Jorge Teixeira da Cunha, Diocese do Porto
A cada passo se discutem as razões da popularidade dos jogos sociais no nosso país. A evidência dessa popularidade é intrigante. A vontade de jogar não é de hoje. Pode-se comprovar que vem de longe esse gosto pelo jogo. Seja o jogo da lotaria, sejam as apostas desportivas relativas a jogos de futebol ou outras corridas, tudo serve para promover apostas e tentar a sorte. Onde aprenderam os portugueses o gosto pelo jogo? Tê-lo-ão trazido das suas voltas pelo mundo? Terá sido desenvolvido ao longo do tempo, tendo em conta algum modo de ser que justifica esse comportamento. Reparemos que o jogo não é só informal, mas é também um sistema implantado e habilmente explorado por um organismo oficial, uma empresa pública, que tem o monopólio da actividade e até é sucessora de uma conhecida instituição de caridade. O que leva os portugueses a gastar o que têm e, às vezes, o que não têm, na esperança de um ganho, cuja promessa é amplamente promovida por uma publicidade cuidada e massiva?

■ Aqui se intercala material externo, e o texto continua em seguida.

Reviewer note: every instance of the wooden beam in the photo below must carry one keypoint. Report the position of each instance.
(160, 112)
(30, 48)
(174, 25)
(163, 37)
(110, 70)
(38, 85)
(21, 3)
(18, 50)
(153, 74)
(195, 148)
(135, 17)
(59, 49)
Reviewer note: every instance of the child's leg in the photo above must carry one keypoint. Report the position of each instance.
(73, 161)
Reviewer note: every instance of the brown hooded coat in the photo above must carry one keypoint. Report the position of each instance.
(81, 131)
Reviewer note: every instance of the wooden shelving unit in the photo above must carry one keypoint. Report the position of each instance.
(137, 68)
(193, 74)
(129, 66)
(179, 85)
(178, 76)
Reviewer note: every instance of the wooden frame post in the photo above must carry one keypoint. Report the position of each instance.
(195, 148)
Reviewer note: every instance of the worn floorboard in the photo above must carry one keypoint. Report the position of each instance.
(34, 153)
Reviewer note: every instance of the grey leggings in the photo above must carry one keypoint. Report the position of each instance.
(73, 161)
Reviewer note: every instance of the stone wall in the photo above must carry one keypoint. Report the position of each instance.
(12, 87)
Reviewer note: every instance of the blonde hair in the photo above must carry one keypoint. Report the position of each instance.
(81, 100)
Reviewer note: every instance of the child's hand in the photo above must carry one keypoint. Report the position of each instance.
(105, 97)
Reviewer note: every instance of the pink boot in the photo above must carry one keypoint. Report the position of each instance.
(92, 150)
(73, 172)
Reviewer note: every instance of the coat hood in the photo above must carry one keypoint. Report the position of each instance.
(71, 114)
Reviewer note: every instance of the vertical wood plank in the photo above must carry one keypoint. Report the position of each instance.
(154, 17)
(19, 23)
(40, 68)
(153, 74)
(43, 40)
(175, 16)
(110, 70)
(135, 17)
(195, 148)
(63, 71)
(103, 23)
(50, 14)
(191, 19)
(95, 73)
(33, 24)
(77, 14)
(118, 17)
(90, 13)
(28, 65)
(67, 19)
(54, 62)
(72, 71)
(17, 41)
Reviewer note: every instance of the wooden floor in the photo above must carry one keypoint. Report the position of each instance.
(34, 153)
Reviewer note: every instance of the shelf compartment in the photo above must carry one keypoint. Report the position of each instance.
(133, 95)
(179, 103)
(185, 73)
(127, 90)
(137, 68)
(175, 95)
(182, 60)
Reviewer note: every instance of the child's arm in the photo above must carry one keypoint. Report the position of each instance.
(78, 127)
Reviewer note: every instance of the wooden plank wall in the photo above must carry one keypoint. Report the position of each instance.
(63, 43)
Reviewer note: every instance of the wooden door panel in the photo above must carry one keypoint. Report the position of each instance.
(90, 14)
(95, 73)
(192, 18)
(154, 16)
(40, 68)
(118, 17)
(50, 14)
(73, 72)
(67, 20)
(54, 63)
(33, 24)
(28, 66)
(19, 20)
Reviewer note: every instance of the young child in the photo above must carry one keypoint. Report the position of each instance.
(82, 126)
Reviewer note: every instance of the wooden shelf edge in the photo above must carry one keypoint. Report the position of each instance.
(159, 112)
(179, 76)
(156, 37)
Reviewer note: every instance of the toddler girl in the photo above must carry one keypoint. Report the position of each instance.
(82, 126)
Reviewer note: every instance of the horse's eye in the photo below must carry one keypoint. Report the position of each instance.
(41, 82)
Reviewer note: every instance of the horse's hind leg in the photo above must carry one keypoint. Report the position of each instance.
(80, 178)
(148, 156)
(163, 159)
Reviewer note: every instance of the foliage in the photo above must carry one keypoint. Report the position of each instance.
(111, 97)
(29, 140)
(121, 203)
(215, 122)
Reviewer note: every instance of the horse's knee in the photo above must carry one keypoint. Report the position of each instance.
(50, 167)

O ímpeto para o jogo é um velho tema da literatura. A pessoa que se deixa cair no vício do jogo está na base de muitas personagens de ficção. De um modo geral, o jogo é um elemento desestruturante da personalidade, encaminhando o seu sujeito para desfechos trágicos ou, pelo menos, para o plano inclinado que leva nessa direcção.
Alguma vez, os estudiosos de ética social se interessaram pela moralidade do jogo. Recolher uma pequena quantia de muitos apostadores e distribuir o produto acumulado por um ou por alguns deles tem uma remota ideia de graça e de justiça. A ideia de graça pode ser vista na expectativa, um pouco apocalíptica, de um bafejo inesperado da fortuna que alguma vez recompensa de maneira desmedida alguém. Justiça, no caso do jogo, é uma remota alusão a que cada um terá o que lhe é devido, tendo em conta que todos terão a sua vez de ganhar. Mas a raridade das contemplações do jogo e a distensão no tempo da vez da grande maioria dos jogadores torna quase completamente inoperante esta alusão do jogo a uma ideia de justiça.

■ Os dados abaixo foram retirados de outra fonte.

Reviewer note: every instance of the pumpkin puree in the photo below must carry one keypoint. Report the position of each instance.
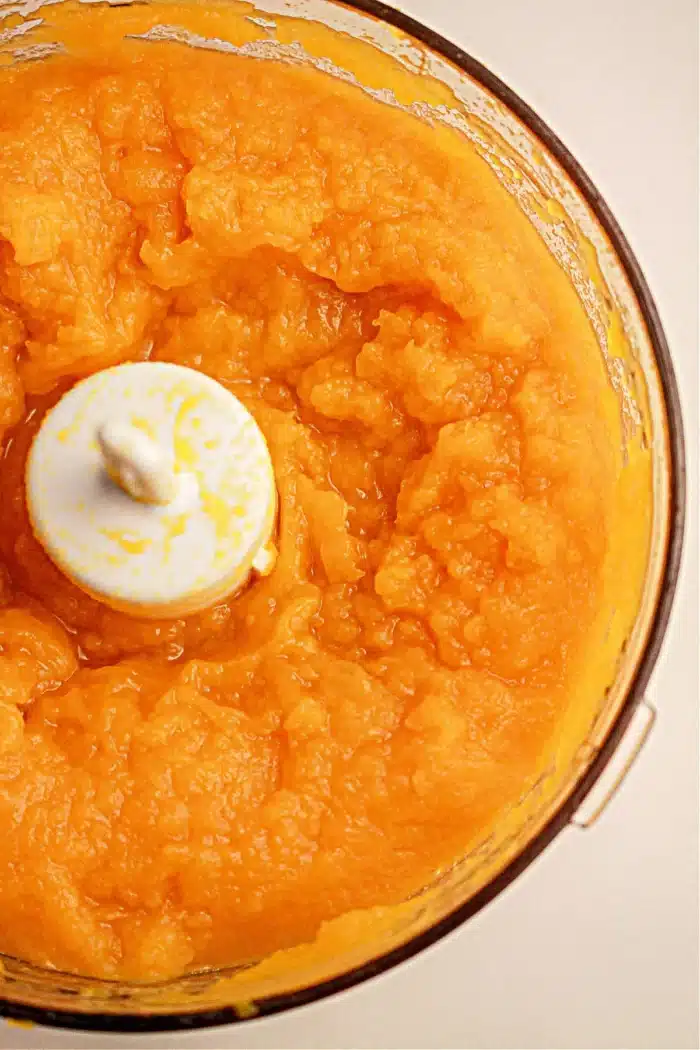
(206, 791)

O jogo, portanto, não tem uma justificação ética convincente e a sua moralidade é duvidosa. Com é possível então que seja promovido, a nível oficial, no nosso país um sistema de jogos sociais que levam alguns à ruína, que distribuem ilusões pela maioria dos que jogam, que induz à dependência doentia um grande número? A ideia de centralizar os jogos num organismo oficial visa certamente evitar a exploração clandestina do jogo e destinar o produto financeiro do jogo para causas de manifesto interesse, como as obras sociais e a sustentação de instituições de saúde. De qualquer modo, este raciocínio é muito resvaladiço e não pode ser usado pela instituição estatal que se funda na justiça e não pode sustentar-se na ideia de que de um mal pode resultar um bem. Por isso, não parece legítimo que uma instituição pública jogue com a legitimação do jogo nem justifique o aumento da promoção do jogo com causas de utilidade para o bem comum.

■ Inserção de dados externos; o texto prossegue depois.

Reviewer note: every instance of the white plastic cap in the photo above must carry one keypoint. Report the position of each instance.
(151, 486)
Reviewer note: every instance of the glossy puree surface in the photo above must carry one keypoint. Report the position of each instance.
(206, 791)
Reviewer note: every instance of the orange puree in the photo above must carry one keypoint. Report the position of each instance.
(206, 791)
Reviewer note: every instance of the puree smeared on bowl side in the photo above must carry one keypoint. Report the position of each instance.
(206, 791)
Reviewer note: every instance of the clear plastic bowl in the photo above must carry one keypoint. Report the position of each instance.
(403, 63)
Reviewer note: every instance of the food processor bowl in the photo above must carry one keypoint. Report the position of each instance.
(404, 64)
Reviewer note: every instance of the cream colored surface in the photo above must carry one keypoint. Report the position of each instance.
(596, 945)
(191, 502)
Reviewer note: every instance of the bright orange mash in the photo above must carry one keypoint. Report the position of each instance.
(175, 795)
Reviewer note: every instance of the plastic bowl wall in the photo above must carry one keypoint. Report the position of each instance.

Mas a pergunta permanece: o que leva os portugueses, e outros povos, a apostar em jogos de sorte e azar com tanta dependência? A nosso ver, essa tendência contém em si uma ânsia e um protesto. Uma ânsia que mostra a nostalgia da justiça, uma justiça que tarda em triunfar, uma justiça social que será mesmo impossível de conseguir nesta vida. Jogar significa confiar num absoluto de substituição, talvez num ídolo. Por outro lado, há no jogo um protesto contra as condições reais da vida, um protesto contra a pobreza, tanto merecida como imerecida, um grito de alma contra uma instituição estatal que não funciona, contra uma organização económica madrasta e corrupta, e até um testemunho do jogador contra si próprio, enquanto incapaz de se empenhar com força em ganhar honestamente a sua vida.
O jogo mostra mais o nosso pior do que o nosso melhor. Importa robustecer as energias do espírito contra entropia do jogo e a tragédia do vicio que leva em si. A verdadeira atitude religiosa pode dar um grande contributo para isso.